Sam Altman is plowing ahead with nuclear fusion and his eye-scanning crypto venture—and, oh yeah, OpenAI

OpenAI CEO Sam Altman helped bring ChatGPT to the world, sparking today’s AI race involving Microsoft, Google, and so on. About a week ago, Altman listed Silicon Valley rules for startups ignored by OpenAI leading to an estimate of nearly $30 billion.

But he’s busy with other businesses that might not be too distracting — and he’s got his mind involved in some way. This week, Microsoft announces a purchase agreement with Helion Energy, a nuclear fusion startup backed by Altman. And Worldcoin, a crypto startup involving eye scans founded by Altman in 2019, is about to get a lot of new investment, according to Financial Times report on Sunday.

Before becoming the leader of OpenAI, Altman served as president of the startup accelerator Y Combinator, so it is not surprising that he is involved in more than one business. But the sheer ambition of the projects, on their own and collectively, deserves attention.

Microsoft announcing a deal on Wednesday where Helion will supply it with electricity from nuclear fusion in 2028. That’s bold considering no one has yet produced electricity from fusion, and many experts believe it’s decades away.

During a Stripes conference interviews last week, Altman said the audience “should be excited” about the startup’s developments and draws a connection between Helion and artificial intelligence.

“If you want to make the biggest, most capable super intelligent system you can make, you need a high amount of energy,” he explained. “And if you have an AI that helps you move faster and do better material science, you can do fusion faster as well.”

He acknowledged the challenging economics of nuclear fusion, but added, “I think we can figure it out.”

He added, “And maybe we’ll get to a world where in addition to the cost of intelligence is greatly reduced, the cost of energy is also reduced. And if both things happen at the same time – I would argue that they are now the two of the most important inputs in the entire economy – we will end up in a different place.

Worldcoin—still in beta but aiming to launch in the first half of this year—is somehow less ambitious, as luck reported in March. If AI takes our jobs and governments decide that a universal basic income is needed, Worldcoin wants to be the distribution mechanism for payments. If all goes to plan, it will be bigger than Bitcoin and approved by regulators around the world.

That may be a long way off when it happens, but in the meantime the startup may have found an easier path to monetization with the World ID, a kind of badge you receive after being verified by Worldcoin—and a handy way to prove you’re a human rather than an AI bot when logging into online platforms.
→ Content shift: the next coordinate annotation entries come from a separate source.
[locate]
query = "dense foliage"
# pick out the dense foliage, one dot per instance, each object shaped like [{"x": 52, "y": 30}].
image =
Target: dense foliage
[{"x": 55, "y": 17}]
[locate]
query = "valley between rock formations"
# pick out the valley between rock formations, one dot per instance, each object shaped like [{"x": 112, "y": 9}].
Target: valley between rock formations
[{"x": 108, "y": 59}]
The idea is for your World ID to join or replace your user names and passwords.

The only way to verify that a person is a person, the Worldcoin team decided, is through an iris scan. That leads to a small orb-shaped device you’re looking at that converts a biometric scanning code into “proof of identity.”

When you are scanned, verified, and boarded by Worldcoin, you are awarded 25 proprietary crypto tokens, also called Worldcoins. More than a million people have already joined, although of course the company aims to have tens and then hundreds of millions join after the beta. Naturally, such plans raise a range of privacy concerns, but according to the FT, the company is currently in advanced talks to raise about $100 million.